Recently I heard a description of love which I could really identify with. It is about hearts and golden strings. I could not describe it further as I think the description is unique and belongs to the owner who had used his heart and mind to form the definition of Love. Besides, I want to keep it as an exclusive memory and not share it openly here. Reflecting on the definition, it is true that in this life many would not be able to find such Love. I often thought I found it, until reality hits and I am made to see that I did not experience such Love.
It is hard to quantify love, however it is vital to find a life partner who makes you feel Loved and this is only possible if the giver understands the recipient's Love language. Having a mismatch in the love language would only translate to feelings of lack of Love. Reminds me of the mandarin song by Sam Lee where part of the lyrics goes by "What you desire, I could not give; What I could give, is not what you desire". Isn't it wonderful if we were taught how to find Love in a more rational or quantitative manner? I think there will be more successful relationships and people would make much conscious choices in choosing their partners. Then again, is Love suppose to be rational and conscious or is it an unexplainable feeling?
I often thought I was satisfied with my Love life and I was very sure I thought things through carefully before I decided to tie the knot. I thought I was confident and know what I am doing and I felt pride in being loyal to my partner. My Love life could be described as peaceful and stable but all of this were recently challenged when I met someone who is a mirror of my personality. I'm not sure how did I build feelings for this person but he certainly made the invisible emptiness in my heart to surface and filled the void with his Love. I think it is terrifying to find out that there is a gap in my relationship and to have someone else other than my partner filling that gap made me feel conflicted. I often deem myself as a loyal and faithful person towards my partner but now I really doubt myself as my heart seems to be occupied by another person. I do not Love my partner less but I just felt more Loved by the new person.
Critically reviewing my former relationship, there is definitely Love between me and my partner but it doesn't feel sufficient. I wanted my partner to look at me with admiration, to adore me by letting me know verbally, to treat me as someone so precious that he will never want to loose me. However, I couldn't feel these emotions most of the time. With my newfound Love, I feel all the emotions I wanted to feel and everything felt natural and comforting. There's not much resistance and stubbornness involved and although we planned to transition it just didn't feel right. The love is self willing and beautiful to the extent that I could no longer believe it is earthly but instead spiritual. Yes, a relationship with him will definitely be sustainable in the long run, I strongly believe so unless both of us change which is very unlikely given the similar personalities.
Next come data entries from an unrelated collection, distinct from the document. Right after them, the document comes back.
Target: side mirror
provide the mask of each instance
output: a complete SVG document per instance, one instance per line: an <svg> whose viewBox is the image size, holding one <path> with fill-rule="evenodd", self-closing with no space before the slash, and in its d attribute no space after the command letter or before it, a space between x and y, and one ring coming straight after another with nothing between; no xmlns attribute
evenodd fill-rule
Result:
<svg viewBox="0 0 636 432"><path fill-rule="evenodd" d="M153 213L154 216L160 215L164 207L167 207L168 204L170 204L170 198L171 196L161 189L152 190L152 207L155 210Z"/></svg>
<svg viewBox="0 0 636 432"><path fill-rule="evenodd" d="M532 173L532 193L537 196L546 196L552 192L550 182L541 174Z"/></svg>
I am not sure what was my karmic debt or what have I done in all my past lives to deserve meeting a person who mean so much to me yet we are two parallel lines that will never get to intersect. I know one of my weakness is having attachments and difficulties in letting go. Perhaps this is a spiritual test to see if I am able to set the one I Love free, if I am able to Love freely without possessing, if I could be selfless. 8 billion people in this world yet you really tug at my heart strings and left an everlasting impression. I wish someday we could both have the same dream and meet in our dreams to experience the physical presence of one another. I often wonder, will You still Love me in real life, will we still feel Loved the way we feel in our mental and emotional interactions? Maybe some questions are not meant to be answered and some truth are better left folded? I honestly do not know.